UK premiere of a play by America’s first great playwright

UK premiere of a play by America’s first great playwright

Robert Tanitch reviews The First Man at Jermyn Street Theatre, London SW1

Anthony Biggs, artistic director of Jermyn Street Theatre, comes up with a play by Eugene O’Neill, which has never been seen in the UK and which will be of major interest to all theatre enthusiasts

The First Man got bad reviews at its premiere in 1922. O‘Neill didn’t like the play, either. “It’s no good,” he said.  Five days later his The Hairy Ape opened to critical acclaim. Interestingly, a revival of The Hairy Ape is about to open at the Old Vic.

The play’s failure is, perhaps, not surprising. The leading character, an anthropologist (played by Adam Jackson-Smith) is totally unsympathetic and indulges in rather too much morbid ranting, seemingly unaware how objectionable his views are.

He puts his own self-fulfillment first and expects his wife (Charlotte Asprey) to sacrifice motherhood for his career, which involves going to Asia for five years on a scientific expedition to find the Missing Link in the evolutionary chain.

He has got the funding and the OK to take her with him. The baby gets in his way. But she wants the baby; they have already lost two children, who died of pneumonia.  Time is running out. She’s 38 and she wishes he were not so utterly masculine and had just a tiny bit of feminism in him.

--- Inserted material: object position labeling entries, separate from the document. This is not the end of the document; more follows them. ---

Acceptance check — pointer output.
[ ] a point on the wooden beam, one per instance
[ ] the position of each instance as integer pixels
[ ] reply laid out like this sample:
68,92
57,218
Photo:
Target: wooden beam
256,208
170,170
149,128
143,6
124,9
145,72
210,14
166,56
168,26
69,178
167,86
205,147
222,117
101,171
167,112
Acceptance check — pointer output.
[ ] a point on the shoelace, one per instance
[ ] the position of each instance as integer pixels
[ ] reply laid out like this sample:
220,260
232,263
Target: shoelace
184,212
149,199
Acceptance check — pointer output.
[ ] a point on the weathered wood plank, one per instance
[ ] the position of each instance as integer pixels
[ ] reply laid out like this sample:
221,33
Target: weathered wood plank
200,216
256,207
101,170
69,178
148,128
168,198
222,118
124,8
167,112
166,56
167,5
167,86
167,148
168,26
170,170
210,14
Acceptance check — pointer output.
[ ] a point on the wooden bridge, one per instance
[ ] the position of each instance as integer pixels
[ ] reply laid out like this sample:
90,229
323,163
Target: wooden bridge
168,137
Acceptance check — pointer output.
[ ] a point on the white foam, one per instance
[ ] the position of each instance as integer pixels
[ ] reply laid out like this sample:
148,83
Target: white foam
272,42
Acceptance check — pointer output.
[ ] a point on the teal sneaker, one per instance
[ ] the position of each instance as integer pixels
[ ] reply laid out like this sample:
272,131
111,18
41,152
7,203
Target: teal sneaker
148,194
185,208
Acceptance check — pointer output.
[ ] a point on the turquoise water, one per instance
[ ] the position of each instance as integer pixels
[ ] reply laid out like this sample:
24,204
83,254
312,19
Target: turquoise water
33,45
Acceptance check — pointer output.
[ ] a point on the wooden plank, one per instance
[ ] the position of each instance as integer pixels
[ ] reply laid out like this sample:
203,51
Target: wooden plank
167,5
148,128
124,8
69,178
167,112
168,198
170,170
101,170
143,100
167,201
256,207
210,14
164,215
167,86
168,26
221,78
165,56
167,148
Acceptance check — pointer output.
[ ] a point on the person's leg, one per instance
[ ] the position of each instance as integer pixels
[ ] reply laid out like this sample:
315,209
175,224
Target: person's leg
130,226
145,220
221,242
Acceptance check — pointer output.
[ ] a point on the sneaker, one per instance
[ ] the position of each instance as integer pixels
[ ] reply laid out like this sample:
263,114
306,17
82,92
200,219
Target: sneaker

Robert Tanitch logoShe dies in childbirth, in terrible, screaming agony. His family, meanwhile, a chorus of puritanical disapproval, is convinced that his wife has been unfaithful with his best friend and that the child is not his. They fear his immediate departure for the Gobi Desert will fuel the small-town gossip even more.

O’Neill wrote The First Man in 1921 during his second marriage and clearly identified with the anthropologist. Much of the hysterical ranting about parenthood and children is lifted directly from his letters to his wife.

I suspect the real reason he did not like play was because there was too much of himself in it. O’Neill, too, put his career before wife and children and never allowed anything to interfere with his work.